Because really, the truest things are often the simplest, starkest actions. Breathe, sit, listen. That's it, no other directive needed. And because it's so simple, the world's got to go and complicate things.

I want to write you and tell you that because I can't seem to find quiet anywhere and I desperately want to listen to what God has to say. I want you to think that I've tried being quiet through guided breathing, yoga practice, solo hiking. But that's not true. I haven't tried lately because I want to be good at it right away. I haven't tried it because I know that it's going to be hard and that the first thing I'm going to step into is a well-built, murky muddy wall of lies I believe about myself.


I just read that there are three parts of a dark night of the soul, and within these words I see that there's a way through this wall I've crafted. Not a light, but the promise of light one day. Maybe that's enough. 

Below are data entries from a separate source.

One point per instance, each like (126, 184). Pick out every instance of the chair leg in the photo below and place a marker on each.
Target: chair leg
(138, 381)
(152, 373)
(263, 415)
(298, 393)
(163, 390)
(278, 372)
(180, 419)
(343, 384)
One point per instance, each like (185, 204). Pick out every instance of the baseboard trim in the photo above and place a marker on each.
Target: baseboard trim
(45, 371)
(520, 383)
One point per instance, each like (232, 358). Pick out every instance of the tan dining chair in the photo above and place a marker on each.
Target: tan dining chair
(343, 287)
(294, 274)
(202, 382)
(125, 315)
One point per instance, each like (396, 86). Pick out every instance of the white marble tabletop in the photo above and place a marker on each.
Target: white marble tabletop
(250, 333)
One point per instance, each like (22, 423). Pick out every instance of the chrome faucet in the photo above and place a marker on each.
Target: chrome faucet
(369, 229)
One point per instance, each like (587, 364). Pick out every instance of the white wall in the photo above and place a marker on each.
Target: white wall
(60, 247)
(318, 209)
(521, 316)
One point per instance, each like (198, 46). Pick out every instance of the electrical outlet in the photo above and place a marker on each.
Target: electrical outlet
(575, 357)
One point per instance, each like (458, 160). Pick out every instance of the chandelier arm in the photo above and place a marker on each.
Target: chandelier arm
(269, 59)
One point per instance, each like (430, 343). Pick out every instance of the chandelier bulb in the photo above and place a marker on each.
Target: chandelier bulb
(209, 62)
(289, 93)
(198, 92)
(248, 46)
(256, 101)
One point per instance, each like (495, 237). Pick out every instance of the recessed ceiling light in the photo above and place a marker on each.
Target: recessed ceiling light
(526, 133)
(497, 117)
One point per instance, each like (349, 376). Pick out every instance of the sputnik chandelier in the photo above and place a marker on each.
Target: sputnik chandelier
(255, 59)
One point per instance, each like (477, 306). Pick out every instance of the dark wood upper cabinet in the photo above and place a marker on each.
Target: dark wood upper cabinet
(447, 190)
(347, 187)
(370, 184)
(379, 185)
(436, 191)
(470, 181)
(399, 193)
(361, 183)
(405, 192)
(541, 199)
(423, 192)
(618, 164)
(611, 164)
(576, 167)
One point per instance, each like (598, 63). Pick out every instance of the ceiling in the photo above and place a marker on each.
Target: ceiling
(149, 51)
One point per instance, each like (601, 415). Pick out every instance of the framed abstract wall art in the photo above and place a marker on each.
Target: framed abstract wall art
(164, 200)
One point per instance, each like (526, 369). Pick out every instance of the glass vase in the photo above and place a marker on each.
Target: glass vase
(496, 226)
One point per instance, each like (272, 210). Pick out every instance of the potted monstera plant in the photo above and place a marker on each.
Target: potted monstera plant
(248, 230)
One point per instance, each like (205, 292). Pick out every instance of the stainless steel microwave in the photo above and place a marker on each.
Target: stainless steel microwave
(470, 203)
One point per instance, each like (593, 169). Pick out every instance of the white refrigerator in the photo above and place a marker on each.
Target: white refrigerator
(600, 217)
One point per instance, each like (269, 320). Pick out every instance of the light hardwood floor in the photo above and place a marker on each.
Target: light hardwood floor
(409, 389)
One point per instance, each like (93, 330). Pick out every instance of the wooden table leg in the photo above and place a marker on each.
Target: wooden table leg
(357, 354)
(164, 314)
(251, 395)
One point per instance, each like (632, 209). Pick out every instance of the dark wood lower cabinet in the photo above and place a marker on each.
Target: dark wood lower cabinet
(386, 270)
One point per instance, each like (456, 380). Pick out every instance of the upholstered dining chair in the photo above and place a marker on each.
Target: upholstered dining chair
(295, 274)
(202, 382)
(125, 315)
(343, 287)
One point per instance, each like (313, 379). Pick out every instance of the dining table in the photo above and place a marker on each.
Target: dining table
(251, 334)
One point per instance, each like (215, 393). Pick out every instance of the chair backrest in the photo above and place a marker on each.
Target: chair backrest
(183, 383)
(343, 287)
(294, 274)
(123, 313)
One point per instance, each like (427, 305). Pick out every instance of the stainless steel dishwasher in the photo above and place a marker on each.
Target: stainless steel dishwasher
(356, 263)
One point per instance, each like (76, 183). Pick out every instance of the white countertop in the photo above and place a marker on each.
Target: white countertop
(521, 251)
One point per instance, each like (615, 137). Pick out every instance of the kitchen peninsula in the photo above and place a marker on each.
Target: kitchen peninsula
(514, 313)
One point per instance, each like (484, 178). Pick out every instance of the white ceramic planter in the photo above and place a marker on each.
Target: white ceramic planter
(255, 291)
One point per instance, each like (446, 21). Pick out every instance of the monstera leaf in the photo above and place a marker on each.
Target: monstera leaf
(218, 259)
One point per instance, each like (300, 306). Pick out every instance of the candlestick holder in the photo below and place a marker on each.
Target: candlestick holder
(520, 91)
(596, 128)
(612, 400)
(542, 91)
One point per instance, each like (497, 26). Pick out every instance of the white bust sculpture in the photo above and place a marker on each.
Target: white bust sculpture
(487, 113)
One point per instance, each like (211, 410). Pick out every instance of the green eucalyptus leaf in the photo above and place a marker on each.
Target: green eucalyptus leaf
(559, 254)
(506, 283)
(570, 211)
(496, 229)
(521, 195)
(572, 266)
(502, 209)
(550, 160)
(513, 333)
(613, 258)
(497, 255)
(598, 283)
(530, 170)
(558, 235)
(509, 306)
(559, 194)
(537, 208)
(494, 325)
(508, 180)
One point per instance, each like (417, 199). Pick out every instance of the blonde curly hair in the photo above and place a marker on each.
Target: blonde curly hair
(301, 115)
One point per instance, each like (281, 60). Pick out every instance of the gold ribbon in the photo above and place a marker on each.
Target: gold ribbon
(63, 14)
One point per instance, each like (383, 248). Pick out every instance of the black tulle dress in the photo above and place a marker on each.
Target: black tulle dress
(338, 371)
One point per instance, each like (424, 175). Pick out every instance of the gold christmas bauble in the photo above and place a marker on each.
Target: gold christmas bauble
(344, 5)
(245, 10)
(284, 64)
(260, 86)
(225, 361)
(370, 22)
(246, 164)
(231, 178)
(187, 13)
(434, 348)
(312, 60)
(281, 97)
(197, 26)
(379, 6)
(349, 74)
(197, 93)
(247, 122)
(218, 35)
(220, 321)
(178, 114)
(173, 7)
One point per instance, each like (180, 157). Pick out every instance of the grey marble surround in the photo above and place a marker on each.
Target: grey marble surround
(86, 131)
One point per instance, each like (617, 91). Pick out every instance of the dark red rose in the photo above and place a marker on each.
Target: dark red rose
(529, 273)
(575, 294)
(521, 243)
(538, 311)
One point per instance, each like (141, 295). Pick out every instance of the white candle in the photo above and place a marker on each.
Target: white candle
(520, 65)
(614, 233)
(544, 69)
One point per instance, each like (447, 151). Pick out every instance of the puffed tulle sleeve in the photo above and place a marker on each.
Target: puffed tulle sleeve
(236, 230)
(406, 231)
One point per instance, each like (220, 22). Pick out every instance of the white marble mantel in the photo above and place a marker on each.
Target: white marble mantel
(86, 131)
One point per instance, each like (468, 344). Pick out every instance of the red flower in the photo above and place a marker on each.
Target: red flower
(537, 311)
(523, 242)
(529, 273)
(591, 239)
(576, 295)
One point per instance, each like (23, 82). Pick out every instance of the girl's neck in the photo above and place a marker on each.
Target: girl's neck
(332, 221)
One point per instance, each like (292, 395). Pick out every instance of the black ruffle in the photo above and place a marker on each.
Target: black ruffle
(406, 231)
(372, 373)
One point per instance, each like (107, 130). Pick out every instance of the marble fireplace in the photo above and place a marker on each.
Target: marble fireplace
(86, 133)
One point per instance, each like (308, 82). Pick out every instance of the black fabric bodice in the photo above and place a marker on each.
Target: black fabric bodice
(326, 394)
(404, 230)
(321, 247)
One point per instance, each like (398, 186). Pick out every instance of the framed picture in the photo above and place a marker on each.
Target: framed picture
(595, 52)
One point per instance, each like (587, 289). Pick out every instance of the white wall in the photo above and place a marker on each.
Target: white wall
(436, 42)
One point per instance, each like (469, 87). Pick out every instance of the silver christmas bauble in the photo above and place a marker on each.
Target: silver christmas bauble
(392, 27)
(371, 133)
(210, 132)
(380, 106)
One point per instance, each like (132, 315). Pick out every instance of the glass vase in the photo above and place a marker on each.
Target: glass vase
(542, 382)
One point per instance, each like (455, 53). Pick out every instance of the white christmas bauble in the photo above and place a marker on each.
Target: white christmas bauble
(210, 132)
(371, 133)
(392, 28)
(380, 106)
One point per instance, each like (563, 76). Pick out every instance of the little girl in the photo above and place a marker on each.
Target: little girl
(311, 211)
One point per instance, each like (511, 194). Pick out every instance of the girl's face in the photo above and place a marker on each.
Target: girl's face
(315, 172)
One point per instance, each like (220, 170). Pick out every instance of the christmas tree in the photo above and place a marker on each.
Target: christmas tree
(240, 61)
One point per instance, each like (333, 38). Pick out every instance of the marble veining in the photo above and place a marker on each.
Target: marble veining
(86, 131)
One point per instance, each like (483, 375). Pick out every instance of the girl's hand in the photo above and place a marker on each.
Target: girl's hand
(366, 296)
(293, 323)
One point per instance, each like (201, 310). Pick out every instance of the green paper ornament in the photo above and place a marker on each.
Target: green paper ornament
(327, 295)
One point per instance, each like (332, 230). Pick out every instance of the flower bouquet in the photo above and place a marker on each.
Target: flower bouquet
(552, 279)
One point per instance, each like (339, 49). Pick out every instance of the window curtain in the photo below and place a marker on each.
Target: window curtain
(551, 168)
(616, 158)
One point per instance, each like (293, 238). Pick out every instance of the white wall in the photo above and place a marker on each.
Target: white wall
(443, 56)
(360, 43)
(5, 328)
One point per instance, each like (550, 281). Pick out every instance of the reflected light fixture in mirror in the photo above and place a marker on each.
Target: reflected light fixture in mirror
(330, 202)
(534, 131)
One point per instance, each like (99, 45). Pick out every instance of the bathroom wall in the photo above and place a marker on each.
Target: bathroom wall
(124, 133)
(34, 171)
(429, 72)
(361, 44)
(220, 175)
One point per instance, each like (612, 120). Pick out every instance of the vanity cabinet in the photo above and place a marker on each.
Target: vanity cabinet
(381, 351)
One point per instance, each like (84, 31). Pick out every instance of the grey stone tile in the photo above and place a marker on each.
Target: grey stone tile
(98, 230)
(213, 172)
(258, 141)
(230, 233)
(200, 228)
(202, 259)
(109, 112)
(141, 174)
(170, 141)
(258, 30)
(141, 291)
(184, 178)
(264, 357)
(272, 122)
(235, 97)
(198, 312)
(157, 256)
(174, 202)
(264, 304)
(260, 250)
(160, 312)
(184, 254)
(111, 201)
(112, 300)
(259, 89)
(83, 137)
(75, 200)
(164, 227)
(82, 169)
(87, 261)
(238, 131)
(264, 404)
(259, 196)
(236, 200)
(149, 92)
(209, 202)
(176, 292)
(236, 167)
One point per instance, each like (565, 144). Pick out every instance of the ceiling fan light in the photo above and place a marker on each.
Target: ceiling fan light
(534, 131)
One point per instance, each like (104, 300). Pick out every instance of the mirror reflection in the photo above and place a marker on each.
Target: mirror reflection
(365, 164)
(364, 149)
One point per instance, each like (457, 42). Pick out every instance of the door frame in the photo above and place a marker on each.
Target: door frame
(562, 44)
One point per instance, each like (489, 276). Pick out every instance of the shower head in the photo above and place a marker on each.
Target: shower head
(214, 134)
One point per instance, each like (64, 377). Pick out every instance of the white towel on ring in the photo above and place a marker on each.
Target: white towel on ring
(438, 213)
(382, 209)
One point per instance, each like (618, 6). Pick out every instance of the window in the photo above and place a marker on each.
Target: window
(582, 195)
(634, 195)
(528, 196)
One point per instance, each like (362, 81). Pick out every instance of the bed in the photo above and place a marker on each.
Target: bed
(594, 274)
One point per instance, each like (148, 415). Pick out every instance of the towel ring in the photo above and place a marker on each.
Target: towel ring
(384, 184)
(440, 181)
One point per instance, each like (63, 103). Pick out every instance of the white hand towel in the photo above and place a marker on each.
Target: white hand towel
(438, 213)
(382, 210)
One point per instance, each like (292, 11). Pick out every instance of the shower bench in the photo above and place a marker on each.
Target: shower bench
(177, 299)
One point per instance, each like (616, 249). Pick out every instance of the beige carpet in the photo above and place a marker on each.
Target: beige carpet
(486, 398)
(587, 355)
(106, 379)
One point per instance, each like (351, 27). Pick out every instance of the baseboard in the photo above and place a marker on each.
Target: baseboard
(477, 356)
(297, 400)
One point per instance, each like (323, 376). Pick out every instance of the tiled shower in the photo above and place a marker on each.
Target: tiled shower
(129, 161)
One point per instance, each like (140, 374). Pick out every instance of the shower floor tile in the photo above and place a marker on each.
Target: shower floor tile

Saint Joan of the Cross wrote this in the late 1600s, and over hundreds of years it breathes new and fresh as if she emailed it to me this morning:


"These three parts of the night are all one night; but, after the manner of night, it has three parts. For the first part, which is that of sense, is comparable to the beginning of night, the point at which things fade from sight.

And the second part, which is faith, is comparable to midnight, which is total darkness.

And the third part is like the close of night, which is God, the which part is now near to the light of day."


I enter into night, into quiet, into His presence through total darkness. I leave behind what I've crafted as truth, what I cling to as distraction...and slog through not even seeing the hand in front of my face, not even knowing what the hell I'm doing.

Which is the way it should be.

I want to leave behind the way things have been, I want a new thing. I want to find a dwelling place and immerse myself in it. Not in work, or perfection, or beauty, or love. But this unlike thing, this quiet where He waits.

So as most things of the spiritual life are, I first have to realize that I can't make silence happen, I can't create stillness, I often tease myself into thinking that if I just made a space or read a book or lit the right candle I'd find quiet.

I have to shed it all, I have to enter in and slowly watch as what is familiar and comforting slips from my shoulders.


But then there's this: as I stand at the cave's entrance--at a precipice of darkness and unknown and cling to this: at the darkest point comes the dawn. When I cannot see to the point that I've forgotten what's in front of me...there He is, there Love is.

It's not a stepping off place, it's a stepping within.